Women's inequality ‘stupid’ and ‘global shame’ in 21st century: UN chief
UN United Nations Secretary-General Antonio Guterres warned that the state of women's rights was dire and said that It is time to stop trying to change women, and start changing the systems that prevent them from achieving their potential.
United Nations Secretary-General Antonio Guterres has called women's inequality "stupid" and said it should “shame us all in the 21st century” as he pledged to press governments to end discriminatory laws in the face of a "strong and relentless pushback" against women's rights.
Speaking ahead of the annual meeting of the UN Commission on the Status of Women in New York next month, Guterres warned on Thursday that the state of women's rights was dire and said he would seek to end "default male thinking" across the United Nations.
While the UN Secretary-General did not name and shame, US President Donald Trump's administration has led a push at the UN against the promotion of sexual and reproductive health services for women because the administration sees that as code for abortion.
Gender inequality is fundamentally a question of power.— António Guterres (@antonioguterres) February 27, 2020
I'm speaking at @thenewschool about how we can transform our world by achieving gender equality and ending discrimination against women & girls. https://t.co/iSK14y2sZz
Over the next 2 years, I intend to deepen my personal commitment to supporting gender equality in all areas of our work.— António Guterres (@antonioguterres) February 28, 2020
The 21st century must be the century of women’s equality. pic.twitter.com/76JUQw3qSO
Women have equaled and outperformed men in almost every sphere.— António Guterres (@antonioguterres) February 28, 2020
It is time to stop trying to change women, and start changing the systems that prevent them from achieving their potential. pic.twitter.com/8DTbovTjzN
Macho posturing will not save our planet.— António Guterres (@antonioguterres) February 28, 2020
Gender equality, including men stepping up and taking responsibility, is essential if we are to beat the climate emergency. pic.twitter.com/xHlW1ZGrUi
"Just as slavery and colonialism were a stain on previous centuries, women's inequality should shame us all in the 21st.

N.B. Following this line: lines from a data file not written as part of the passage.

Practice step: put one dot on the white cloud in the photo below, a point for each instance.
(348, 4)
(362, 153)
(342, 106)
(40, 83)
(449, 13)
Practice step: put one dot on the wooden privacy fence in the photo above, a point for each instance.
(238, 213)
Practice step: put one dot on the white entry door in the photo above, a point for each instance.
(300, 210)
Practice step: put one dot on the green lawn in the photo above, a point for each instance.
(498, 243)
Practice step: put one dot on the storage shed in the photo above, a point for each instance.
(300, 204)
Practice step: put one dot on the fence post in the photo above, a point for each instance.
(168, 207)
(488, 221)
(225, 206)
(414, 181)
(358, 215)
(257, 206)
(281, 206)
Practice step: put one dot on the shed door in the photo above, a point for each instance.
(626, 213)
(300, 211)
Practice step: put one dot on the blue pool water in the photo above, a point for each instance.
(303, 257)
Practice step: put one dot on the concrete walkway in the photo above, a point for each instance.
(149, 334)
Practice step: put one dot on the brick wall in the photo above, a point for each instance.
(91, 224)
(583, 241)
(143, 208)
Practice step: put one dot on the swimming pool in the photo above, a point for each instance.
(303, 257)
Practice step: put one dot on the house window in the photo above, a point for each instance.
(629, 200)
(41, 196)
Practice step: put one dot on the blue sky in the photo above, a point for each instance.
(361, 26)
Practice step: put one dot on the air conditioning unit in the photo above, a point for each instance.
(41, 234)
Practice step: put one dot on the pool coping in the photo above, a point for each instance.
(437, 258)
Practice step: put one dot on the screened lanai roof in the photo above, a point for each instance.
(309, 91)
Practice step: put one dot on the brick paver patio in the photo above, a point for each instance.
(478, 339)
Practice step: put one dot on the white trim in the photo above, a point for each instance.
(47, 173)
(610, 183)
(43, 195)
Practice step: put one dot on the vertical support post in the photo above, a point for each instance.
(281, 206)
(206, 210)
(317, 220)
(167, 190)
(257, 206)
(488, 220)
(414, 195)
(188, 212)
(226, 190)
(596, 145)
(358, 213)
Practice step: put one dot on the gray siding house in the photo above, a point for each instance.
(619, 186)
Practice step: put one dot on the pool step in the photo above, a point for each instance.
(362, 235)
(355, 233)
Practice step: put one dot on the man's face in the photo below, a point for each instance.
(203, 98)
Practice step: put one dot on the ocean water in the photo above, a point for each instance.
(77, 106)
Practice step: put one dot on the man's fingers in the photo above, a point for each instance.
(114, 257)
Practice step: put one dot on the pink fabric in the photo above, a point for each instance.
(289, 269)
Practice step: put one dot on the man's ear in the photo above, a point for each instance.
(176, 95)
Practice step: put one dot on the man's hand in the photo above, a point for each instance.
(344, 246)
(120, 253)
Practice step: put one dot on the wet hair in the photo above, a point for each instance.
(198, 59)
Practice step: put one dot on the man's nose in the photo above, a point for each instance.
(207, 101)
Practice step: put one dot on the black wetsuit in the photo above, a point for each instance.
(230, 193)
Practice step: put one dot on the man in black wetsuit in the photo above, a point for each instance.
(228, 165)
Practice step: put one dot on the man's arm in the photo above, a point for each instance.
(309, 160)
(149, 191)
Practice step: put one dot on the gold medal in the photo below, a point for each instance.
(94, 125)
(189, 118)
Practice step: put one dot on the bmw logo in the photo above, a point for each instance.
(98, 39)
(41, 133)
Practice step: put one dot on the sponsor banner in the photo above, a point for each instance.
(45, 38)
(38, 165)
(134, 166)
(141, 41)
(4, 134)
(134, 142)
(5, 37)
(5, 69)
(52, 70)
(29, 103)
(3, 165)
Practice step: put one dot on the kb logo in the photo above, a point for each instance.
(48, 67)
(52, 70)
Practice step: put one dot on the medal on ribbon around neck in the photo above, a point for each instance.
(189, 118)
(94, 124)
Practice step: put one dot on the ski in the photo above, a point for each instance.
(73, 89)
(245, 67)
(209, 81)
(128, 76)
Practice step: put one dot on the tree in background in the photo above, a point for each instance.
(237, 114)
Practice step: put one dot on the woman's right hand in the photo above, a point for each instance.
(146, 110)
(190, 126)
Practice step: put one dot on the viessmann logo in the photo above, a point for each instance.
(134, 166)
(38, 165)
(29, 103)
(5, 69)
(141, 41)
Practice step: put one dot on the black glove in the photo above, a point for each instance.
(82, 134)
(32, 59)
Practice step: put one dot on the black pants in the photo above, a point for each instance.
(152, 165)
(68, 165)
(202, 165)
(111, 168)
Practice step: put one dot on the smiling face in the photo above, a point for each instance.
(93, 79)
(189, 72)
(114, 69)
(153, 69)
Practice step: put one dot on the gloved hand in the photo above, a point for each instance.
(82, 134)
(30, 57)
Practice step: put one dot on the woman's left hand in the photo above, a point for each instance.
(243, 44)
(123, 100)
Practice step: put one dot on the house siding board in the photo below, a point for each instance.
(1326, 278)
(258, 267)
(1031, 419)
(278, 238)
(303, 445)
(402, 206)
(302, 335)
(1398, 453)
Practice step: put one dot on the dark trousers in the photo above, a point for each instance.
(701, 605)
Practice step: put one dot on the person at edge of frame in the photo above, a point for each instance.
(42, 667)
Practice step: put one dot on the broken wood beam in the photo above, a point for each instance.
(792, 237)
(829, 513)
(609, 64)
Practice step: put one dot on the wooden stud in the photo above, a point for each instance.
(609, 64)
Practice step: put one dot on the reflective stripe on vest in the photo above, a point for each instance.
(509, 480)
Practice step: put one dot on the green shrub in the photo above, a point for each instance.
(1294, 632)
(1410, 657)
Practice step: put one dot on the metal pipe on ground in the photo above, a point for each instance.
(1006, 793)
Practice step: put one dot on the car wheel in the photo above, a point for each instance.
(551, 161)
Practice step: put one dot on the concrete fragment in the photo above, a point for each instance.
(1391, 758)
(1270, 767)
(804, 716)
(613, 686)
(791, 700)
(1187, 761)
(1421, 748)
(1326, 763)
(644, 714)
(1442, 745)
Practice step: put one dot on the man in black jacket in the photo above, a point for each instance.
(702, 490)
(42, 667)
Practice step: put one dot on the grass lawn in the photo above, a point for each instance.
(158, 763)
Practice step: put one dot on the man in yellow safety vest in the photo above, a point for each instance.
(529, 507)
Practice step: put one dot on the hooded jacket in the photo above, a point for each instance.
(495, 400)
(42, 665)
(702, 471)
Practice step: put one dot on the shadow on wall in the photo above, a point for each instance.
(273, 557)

Because it is not only unacceptable; it is stupid," Guterres said in a speech to The New School in New York.
“Everywhere, women are worse off than men, simply because they are women,” he said, adding that minority, migrant, refugee and disabled women “face even greater barriers.”
He called gender inequality and discrimination against women the “one overwhelming injustice across the globe — an abuse that is crying out for attention”.
The UN chief said young women like Malala Yousafzai -- the Pakistani teen activist who campaigned for girls’ right to education after surviving being shot by Taliban militants, and Nadia Murad -- the Nobel peace laureate who survived enslavement and sexual abuse by Islamic State extremists in Iraq, “are breaking barriers and creating new models of leadership”. But despite these advances, “the state of women’s rights remains dire”, he said.
According to Guterres, women leaders “face harassment, threats and abuse, online and off” and are excluded from “the top table” in government, corporations and peace negotiations.
“From the ridiculing of women as hysterical or hormonal, to the routine judgment of women based on their looks, from the myths and taboos that surround women’s natural bodily functions, to mansplaining and victim-blaming — misogyny is everywhere,” Guterres said, adding that the digital age could make these inequalities even more entrenched”.
The UN chief said legal protections against rape and domestic violence were being diluted or rolled back and that in 34 countries rape within marriage was still legal.
"There is a strong and relentless pushback against women's rights," Guterres said. "Women's sexual and reproductive rights are under threat from different sides."
Language promoting women's sexual and reproductive health is long-agreed internationally, including in resolutions adopted by the Security Council in 2009 and 2013 and several resolutions adopted annually by the 193-member General Assembly.
However, the US under Trump has pushed to remove such language from new UN resolutions. The Trump administration also cut funding in 2017 for the UN Population Fund because it believed it was linked to an abortion program, but the UN said that was an inaccurate perception.
The US Supreme Court ruled in 1973 that women have the right to choose whether or not to have an abortion but the issue is still divisive in the US.
In 2019, Washington threatened to veto a Security Council resolution if a reference was not cut citing the need for UN bodies and donors to give timely "sexual and reproductive health" assistance to survivors of sexual violence in conflict.
Guterres said on Thursday he would urge governments to achieve gender parity in senior leadership. He said he achieved gender parity among his senior leadership team -- on January 1 -- 90 women and 90 men were in the ranks of full-time senior leadership, two years ahead of the target date he set.
"It is time to stop trying to change women, and start changing the systems that prevent them from achieving their potential."